姜离摇头:“够,怎么会不够,今天一大早章先生来家里告诉我你被带到了总局,现在是冬天,警局除了暖气啥都没,你肠胃不能受寒,一受寒就会拉肚子,所以才特意犯事给你送东西来啊,不然你得多难受,我可是和警察好说歹说他才允许我把背囊留下来,赶紧的,铺上毯子坐上盖好,把暖贴贴腹部,还有毛鞋也给换上。”
她下午在超市明目张胆地偷东西时别人还以为她是傻子,后来她干脆把东西乱砸一通别人才报警。
“妈……”宋佳微完全没想到她会这样回答,当时愣住由着她摆弄毯子、贴暖贴。
重生之后她一直认为姜离是她的负担,她巴不得早些甩开这个包袱,没想到如今她因为害怕自己受寒拉肚子特意闹事跑来警局。
姜离没有察觉到她眼底的湿润,拆开暖贴的包装,拉起她的衣服给她贴上:“佳微,我跟你说这总局有个叫老严的严警官,他盘问人特别有一套,以前我因为赌博常常进来,都是他审讯的,他审讯的方式太毒,让人神经受不了,你得做好心理准备!”

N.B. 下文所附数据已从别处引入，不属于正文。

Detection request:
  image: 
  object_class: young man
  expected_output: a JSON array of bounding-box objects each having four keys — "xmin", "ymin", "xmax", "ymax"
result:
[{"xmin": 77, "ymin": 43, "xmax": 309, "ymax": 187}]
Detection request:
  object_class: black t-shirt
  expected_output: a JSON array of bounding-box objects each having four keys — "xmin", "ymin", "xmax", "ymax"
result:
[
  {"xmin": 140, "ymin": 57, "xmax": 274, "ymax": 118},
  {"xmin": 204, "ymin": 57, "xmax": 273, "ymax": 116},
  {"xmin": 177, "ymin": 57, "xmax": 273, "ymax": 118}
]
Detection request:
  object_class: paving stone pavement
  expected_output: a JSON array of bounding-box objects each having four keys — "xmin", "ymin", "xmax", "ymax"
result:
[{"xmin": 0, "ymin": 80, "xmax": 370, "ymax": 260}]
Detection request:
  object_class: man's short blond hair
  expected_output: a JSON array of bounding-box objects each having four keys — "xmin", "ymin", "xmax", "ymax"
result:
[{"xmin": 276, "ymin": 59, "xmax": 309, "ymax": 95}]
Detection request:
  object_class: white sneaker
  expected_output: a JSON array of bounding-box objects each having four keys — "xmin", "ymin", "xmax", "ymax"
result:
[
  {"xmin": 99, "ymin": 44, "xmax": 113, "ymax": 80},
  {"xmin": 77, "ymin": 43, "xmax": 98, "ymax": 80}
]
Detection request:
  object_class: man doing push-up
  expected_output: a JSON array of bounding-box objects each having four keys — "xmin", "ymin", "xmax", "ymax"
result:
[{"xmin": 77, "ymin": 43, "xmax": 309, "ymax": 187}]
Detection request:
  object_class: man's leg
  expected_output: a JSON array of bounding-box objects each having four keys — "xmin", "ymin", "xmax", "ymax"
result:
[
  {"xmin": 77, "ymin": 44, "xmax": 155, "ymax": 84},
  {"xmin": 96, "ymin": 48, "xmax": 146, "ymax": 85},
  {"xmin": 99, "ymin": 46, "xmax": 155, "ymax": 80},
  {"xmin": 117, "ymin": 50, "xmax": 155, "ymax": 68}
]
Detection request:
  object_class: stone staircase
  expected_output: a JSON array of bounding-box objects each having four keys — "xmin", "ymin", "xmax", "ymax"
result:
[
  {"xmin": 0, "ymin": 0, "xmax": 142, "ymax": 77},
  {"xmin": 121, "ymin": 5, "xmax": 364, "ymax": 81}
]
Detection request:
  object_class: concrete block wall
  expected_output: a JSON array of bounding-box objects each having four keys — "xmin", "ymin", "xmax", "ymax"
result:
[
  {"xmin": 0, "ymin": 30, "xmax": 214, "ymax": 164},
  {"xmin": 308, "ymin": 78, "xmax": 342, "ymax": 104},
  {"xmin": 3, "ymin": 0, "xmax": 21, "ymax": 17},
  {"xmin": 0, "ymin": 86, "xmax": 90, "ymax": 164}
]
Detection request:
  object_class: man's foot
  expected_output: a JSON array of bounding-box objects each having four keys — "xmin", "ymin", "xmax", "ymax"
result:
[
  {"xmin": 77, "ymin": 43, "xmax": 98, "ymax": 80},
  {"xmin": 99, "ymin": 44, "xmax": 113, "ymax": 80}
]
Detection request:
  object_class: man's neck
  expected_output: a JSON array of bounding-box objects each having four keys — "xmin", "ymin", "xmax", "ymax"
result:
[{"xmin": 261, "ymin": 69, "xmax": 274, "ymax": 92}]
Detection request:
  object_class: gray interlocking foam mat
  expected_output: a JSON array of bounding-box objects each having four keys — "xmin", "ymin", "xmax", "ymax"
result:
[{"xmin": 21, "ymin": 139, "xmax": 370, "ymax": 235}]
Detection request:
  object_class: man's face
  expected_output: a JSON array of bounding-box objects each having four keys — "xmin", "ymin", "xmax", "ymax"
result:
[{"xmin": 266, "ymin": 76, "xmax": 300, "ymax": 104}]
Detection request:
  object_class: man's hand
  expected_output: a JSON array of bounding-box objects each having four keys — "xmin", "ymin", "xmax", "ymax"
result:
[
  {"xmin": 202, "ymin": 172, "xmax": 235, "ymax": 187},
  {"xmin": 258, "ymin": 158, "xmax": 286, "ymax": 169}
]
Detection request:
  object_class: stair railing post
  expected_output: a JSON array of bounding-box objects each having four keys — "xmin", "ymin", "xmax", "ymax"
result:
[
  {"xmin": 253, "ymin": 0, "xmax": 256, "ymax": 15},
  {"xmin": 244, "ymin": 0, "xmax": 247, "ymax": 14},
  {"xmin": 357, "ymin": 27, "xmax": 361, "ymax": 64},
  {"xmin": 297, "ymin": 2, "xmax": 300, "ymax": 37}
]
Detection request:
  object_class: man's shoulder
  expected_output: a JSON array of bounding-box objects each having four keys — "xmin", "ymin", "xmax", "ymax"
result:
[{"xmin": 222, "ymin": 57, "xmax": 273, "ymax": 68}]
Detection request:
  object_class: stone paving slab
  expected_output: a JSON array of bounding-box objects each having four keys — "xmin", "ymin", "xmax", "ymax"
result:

“我昨天已经被他审讯过了,应该算是躲过了这一劫。”宋佳微抓住姜离的手,语气平和了不少。
“不不不,佳微,昨天不过是一个开始!”姜离说着和那位年轻警官同样的话。“这位严警官非常执着,他喜欢跟疑犯慢慢耗,每天都找疑犯审讯,他也不急着让你认罪,而是一点一点地击溃你的神经。”
宋佳微都死过一次了,她还有什么怕的呢?
“他总该休息。”他休息的时候就可以喘口气了。
“他是可以休息,但你休息不了,他还有个徒弟,审讯方法是他教的,严警官休息的时候,就换徒弟上,所以他们两有个外号,叫黑白无常!”严警官的审讯方式姜离多年前早已领教过,至今仍心有余悸。
宋佳微抽回视线,正视前方。
昨天下午她就受不了晕了过去,本以为可以松口气,那神经病竟然还有徒弟?
但她确实对刘鑫源的事一无所知,让坦白交代什么!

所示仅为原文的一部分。